Relationships Between Inversion Strength, Lower‐Tropospheric Moistening, and Low‐Cloud Fraction in the Subtropical Southeast Pacific Derived From Stable Isotopologues of Water Vapor

Abstract

AbstractQuantitative, observational constraints on lower‐tropospheric mixing are crucial for improved models of low‐cloud feedbacks, and analysis of water vapor isotopic composition provides an independent means for generating such constraints. In situ measurements of water vapor isotopic composition from the Chajnantor Plateau, in northern Chile, are merged with sounding data from Antofagasta and satellite measurements of cloud fraction (CF) from the SE Pacific to show an inverse relationship between the estimated inversion strength (EIS) and water vapor export from the marine boundary layer into the free troposphere.

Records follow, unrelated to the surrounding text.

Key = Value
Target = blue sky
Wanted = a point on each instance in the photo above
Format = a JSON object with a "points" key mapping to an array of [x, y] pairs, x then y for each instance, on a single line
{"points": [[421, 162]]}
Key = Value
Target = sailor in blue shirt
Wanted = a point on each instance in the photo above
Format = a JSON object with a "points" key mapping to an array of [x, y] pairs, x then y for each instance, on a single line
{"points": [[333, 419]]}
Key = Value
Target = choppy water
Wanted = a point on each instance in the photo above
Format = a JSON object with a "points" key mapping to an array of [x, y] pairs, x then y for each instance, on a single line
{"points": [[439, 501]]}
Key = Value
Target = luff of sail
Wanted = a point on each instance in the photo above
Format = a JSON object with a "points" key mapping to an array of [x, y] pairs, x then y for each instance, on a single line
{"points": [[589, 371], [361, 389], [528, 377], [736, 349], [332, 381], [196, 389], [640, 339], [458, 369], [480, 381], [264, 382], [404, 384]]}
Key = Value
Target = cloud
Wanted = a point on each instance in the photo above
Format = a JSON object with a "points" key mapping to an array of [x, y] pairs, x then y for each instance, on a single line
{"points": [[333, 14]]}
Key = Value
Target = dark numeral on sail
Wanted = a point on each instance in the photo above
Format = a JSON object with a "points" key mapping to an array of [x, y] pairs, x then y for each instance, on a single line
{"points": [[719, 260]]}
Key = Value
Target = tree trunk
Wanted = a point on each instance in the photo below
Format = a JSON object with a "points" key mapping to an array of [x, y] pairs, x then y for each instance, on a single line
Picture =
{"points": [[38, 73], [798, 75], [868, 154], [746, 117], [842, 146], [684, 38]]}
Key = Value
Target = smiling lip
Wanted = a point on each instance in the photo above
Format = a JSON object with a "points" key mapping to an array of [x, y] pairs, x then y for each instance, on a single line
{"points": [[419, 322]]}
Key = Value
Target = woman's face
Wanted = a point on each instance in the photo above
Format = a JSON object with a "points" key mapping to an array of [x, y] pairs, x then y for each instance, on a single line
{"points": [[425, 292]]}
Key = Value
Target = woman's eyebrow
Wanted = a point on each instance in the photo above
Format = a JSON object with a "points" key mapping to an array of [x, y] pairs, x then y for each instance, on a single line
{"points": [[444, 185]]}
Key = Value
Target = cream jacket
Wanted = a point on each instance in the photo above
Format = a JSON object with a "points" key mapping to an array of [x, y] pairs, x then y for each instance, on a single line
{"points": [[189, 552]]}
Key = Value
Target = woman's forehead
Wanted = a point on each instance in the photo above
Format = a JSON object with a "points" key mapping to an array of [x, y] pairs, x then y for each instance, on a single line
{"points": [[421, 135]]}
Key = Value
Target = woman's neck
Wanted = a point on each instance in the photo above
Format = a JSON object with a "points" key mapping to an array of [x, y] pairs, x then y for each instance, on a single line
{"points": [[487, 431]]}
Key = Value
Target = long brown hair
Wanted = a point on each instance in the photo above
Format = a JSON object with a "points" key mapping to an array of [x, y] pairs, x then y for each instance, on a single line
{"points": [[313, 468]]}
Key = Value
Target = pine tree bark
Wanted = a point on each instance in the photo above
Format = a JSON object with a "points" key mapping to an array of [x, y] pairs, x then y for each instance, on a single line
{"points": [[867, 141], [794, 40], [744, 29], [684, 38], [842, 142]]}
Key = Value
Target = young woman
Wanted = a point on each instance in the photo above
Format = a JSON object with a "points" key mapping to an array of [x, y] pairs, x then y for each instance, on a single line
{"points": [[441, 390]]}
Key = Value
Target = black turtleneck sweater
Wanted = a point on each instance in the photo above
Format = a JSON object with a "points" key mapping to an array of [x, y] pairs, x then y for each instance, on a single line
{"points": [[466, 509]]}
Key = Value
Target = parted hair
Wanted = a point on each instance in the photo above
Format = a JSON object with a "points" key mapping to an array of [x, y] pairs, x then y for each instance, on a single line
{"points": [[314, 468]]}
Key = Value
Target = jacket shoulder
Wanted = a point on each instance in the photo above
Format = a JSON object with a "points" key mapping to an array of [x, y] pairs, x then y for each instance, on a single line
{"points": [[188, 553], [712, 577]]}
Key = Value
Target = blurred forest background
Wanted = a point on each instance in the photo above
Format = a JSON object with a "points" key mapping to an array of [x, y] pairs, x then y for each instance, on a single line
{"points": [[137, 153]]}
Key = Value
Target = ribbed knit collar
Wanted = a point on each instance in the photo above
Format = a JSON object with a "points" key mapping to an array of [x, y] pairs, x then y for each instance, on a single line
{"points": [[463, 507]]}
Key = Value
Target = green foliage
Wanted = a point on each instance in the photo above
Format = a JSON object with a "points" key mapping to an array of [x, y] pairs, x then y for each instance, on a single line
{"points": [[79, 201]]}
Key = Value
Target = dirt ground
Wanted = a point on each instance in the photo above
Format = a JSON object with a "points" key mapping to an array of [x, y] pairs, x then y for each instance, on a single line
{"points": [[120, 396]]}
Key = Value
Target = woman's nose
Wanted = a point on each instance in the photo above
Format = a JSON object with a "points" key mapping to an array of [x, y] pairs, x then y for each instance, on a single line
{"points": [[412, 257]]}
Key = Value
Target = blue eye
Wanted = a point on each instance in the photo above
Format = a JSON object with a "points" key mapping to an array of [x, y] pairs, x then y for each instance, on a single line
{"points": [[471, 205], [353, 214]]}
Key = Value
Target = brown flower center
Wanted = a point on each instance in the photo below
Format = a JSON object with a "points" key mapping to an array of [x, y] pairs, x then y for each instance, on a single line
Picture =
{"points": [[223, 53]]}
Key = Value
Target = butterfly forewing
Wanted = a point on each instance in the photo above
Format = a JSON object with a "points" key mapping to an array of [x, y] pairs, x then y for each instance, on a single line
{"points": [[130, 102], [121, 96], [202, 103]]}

When merged with results from the subtropical northern Pacific, the relationship between EIS and water vapor transport is found to be exponential across EIS values ranging from 0 to 15.6 K. The data from Chile are stratified into terciles of EIS with average EIS values of 9, 12.6 and 15.6 K. We show positive relationships between EIS, cloud fraction, and the mixing diagnostic δDv−δDr and negative relationships between EIS and the observed mixing ratios and water vapor δD values at Chajnantor, all of which are consistent with an inverse relationship between inversion strength and water vapor export from the marine boundary layer. Inverse modeling of the isotopic data using a simple process model shows that the average mixing ratios at Chajnantor derived from the marine boundary layer are estimated to be 2.1, 1.15, and 0.84 g/kg, respectively, for the lowest, middle, and highest terciles of EIS. These results can be used to constrain convective parameterizations and models of low‐cloud feedbacks.